My temporary solution was to reduce the length of the SYSTEM until more investigation.
Other very interesting things I have found:
That is not an Ollama only related issue. The inference through Unsloth suffers the same problem with large prompts (some of them get stuck with heavy CPU usage and takes 10 minutes to respond instead of 10 seconds). I was able to reproduce this same behavior in Unsloth and the same solution works (reduce the system and developer length).
I have a NVIDIA RTX 6000 ADA SFF 48GB GPU and I am running GPT-OSS 20B (pulled from Ollama) and also the problem occurs when I run my fine tuned GPT-OSS 20B in GGUF format MXFP4.
Hope this helps!
@jessegross commented on GitHub (Sep 24, 2025):
@scotty2 Possibly, there is a token counting step as part of the preprocessing on the server. (This is not prompt processing, that still happens on the runner.) However, tokenization also prints out a lot of log lines so that could cause slow downs with debug logging.
It would be most helpful if you could share the actual prompts that trigger this so that we can reproduce it, as it is likely dependent on the actual content as @nfsecurity pointed out. Sanitizing the logs unfortunately will remove this.
@T1bolus commented on GitHub (Mar 29, 2026):
Can confirm, still a huge problem for big prompts >100k tokens. Its not the preprocessing and its not the normal inference itself. Both run completely on GPU as intended. I sadly couldn't pinpoint exactly what it is processing, but its the ollama serve process and it does not using all cores, just a few.
@shiraz-shah commented on GitHub (Mar 30, 2026):
I've stopped using GPT-OSS for this reason.
@T1bolus commented on GitHub (Mar 30, 2026):
It is not an GPT OSS specific model problem. It also happens with Qwen3.5, Nemotron 3 Super and all other models I have tested.
@shiraz-shah commented on GitHub (Mar 30, 2026):
OK, that's interesting. For me it does not happen with Qwen3.5 27B and Nemotron Cascade 2. Haven't tested Super extensively yet. Also doesn't happen with GLM 4.7 Flash and Qwen 3 Coder 30B. So far I've only really seen it with GPT-OSS.

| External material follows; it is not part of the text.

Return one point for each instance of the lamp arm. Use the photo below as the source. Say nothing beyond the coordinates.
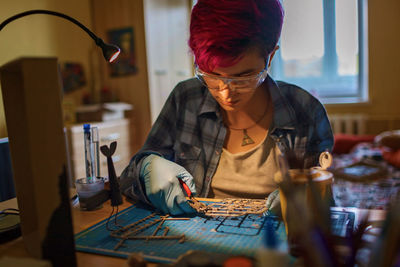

@T1bolus commented on GitHub (Mar 30, 2026):
Have you tried it with context length above 100k?
@shiraz-shah commented on GitHub (Mar 31, 2026):
This thread is about CPU-bound prompt processing so that's what I thought you meant.
But to answer your question, yes. Prompt processing time does go up increasing context length for all models. I've tried up to 262,144 tokens. But with the other models it's not CPU-bound. With GPT-OSS some of the prompt processing is happening on the CPU, and it's therefore much slower than the other models with large prompts.
It varies between models and hardware, but as a rule of thumb, I see prompt processing speed around 1000 tps, meaning a 100k prompt can take two minutes on the GPU. For GPT-OSS it can take 10 minutes.
@T1bolus commented on GitHub (Mar 31, 2026):
For me its CPU bounded as well, but well more noticeable with large context sizes. So everything is on the GPU, but for whatever reasons the CPU goes wild and is doing some preprocessing which can take up to a minute. And across all models. So not just GPT OSS, nearly all models.
This does not happen on vLLM as example.
@shiraz-shah commented on GitHub (Apr 1, 2026):
I haven't tried vLLM yet.
In my experience, with ollama, a minute of prompt processing for a 100k token query is normal, especially if the GPU is fully engaged. What's strange with GPT-OSS is that the GPU is flat while this happens, and instead the CPU is working with 8 threads or so for several minutes before the GPU becomes active and starts generating tokens.
@eliphatfs commented on GitHub (Apr 9, 2026):
i met the same issue, on gemma 4 31b, on openclaw default system prompt like 80k tokens. i don't know why it is so slow either. it doesn't finish in 1 minute.